Then, as gently as he was speaking, he stole to the door and left Letizia locked behind him in her bedroom. Oh, yes, he tamed her body gradually, and for a long time it looked as if he would tame her soul. She had no more daughters like herself, and each year for many years she flashed her eyes less fiercely and tossed her head less defiantly. She produced several other children, but they all took after their father. Dark-eyed Caterina was followed by stodgy Achsah. Stodgy Achsah was followed by podgy Thyrza. These were followed by two more who died almost as soon as they were born, as if in dying thus they expressed the listlessness of their mother for this life. Maybe Letizia herself would have achieved death, had not the way Caleb treated little Caterina kept her alive to protect the child against his severity.

“Her rebellious spirit must be broken,” he declared, raising once more the cane.

“You shall not beat her like this, Caleb.”

“Apostle Jenkins beat his son till the child was senseless, because he stole a piece of bread and jam.”

“I wish I could be as religious as you, Caleb,” said his wife.

He tried to look modest under the compliment.

“Yes,” she went on fiercely, “for then I’d believe in Hell, and if I believed in Hell I’d sizzle there with joy just for the pleasure of seeing you and all your cursed apostles sizzling beside me.”

But Letizia did not often break out like this. Each year she became more silent, taking refuge from her surroundings in French novels which she bought out of the meagre allowance for clothes that her husband allowed her. She read French novels because she despised the more sentimental novelists of England that were so much in vogue at this date, making only an exception in favour of Thackeray, whom she read word for word as his books appeared. She was learning a bitter wisdom from literature in the shadows and the silence of her wounded heart. After eight years of married life she bore a son, who was called Joshua. There were moments when Letizia was minded to smother him where he lay beside her, so horribly did this homuncule reproduce the lineaments of her loathed husband.

Meanwhile, the factory flourished, Caleb Fuller became the leading citizen of Brigham and served three times as Mayor. He built a great gloomy house on the small hill that skirted the mean little town. He built, too, a great gloomy tabernacle for the Peculiar Children of God. He was elected chief apostle and sat high up in view of the congregation on a marble chair. He grew shaggy whiskers and suffered from piles. He found favour in the eyes of the Lord, sweating the poor and starving even the cows that gave him milk. Yes, the renown of Fuller’s Fireworks was spread far and wide. The factory grew larger year by year. And with it year by year waxed plumper the belly and the purse of Caleb himself, even as his soul shrivelled.

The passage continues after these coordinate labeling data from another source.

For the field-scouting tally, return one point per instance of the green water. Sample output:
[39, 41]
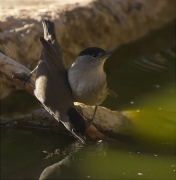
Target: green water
[146, 151]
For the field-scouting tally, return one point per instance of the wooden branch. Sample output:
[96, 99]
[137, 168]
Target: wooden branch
[11, 68]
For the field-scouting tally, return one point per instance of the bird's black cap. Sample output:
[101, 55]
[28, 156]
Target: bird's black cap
[92, 51]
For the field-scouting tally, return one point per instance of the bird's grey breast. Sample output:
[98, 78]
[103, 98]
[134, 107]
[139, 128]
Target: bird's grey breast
[88, 84]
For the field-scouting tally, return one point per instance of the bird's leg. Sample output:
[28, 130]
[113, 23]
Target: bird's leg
[91, 120]
[29, 75]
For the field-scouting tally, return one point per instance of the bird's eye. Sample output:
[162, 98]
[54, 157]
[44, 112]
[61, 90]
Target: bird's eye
[95, 56]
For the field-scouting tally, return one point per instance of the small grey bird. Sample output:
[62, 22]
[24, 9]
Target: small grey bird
[87, 78]
[51, 86]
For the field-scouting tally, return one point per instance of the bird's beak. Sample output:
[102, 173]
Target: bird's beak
[106, 55]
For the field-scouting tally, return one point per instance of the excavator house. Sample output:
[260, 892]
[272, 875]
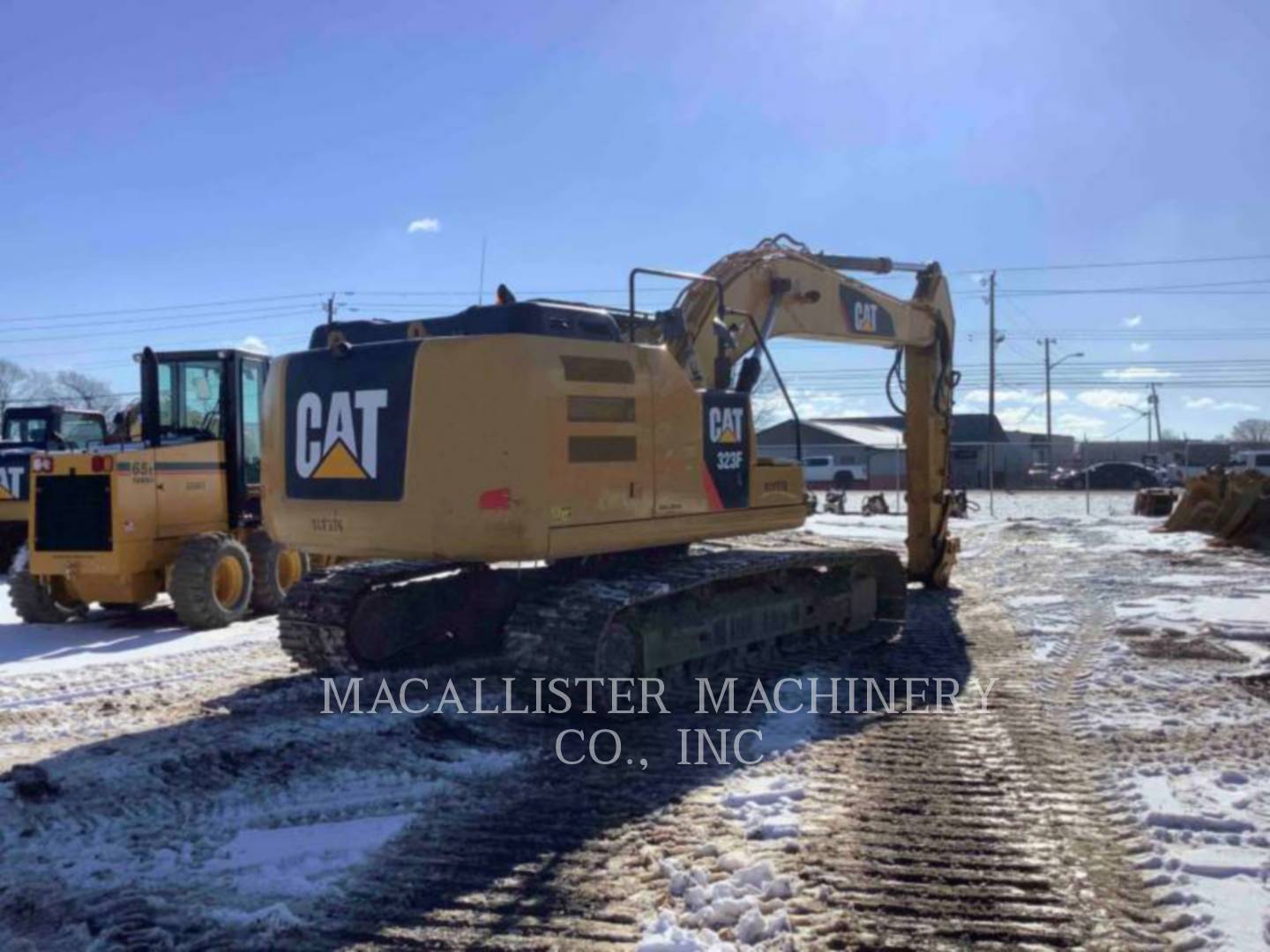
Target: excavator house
[580, 485]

In 1851 after twenty years of merciless prosperity Caleb suffered his first setback by failing to secure the contract for the firework displays at the Great Exhibition. From the marble chair of the chief apostle he called upon the Peculiar Children of God to lament that their Father had temporarily turned away His countenance from them. Caleb beat his breast and bellowed and groaned, but he did not rend his garments of the best broadcloth, because that would have involved his buying new ones. The hulla-balloo in Bethesda was louder than that in a synagogue on the Day of Atonement, and after a vociferous prayer-meeting the Peculiar Children of God went back to their stuffy and secretive little houses, coveting their neighbours’ wives and their neighbours’ maids, but making the best of their own to express an unattainable ideal. Horrid stuffy little bedrooms with blue jets of gas burning dimly through the night-time. Heavy lumps of humanity snoring beneath heavy counterpanes. Lascivious backbiting of the coveted wives and maids on greasy conjugal pillows. Who in all that abode of prurient respectability and savage industrialism should strip Caleb’s soul bare? Who should not sympathise with the chief apostle of the Peculiar Children of God?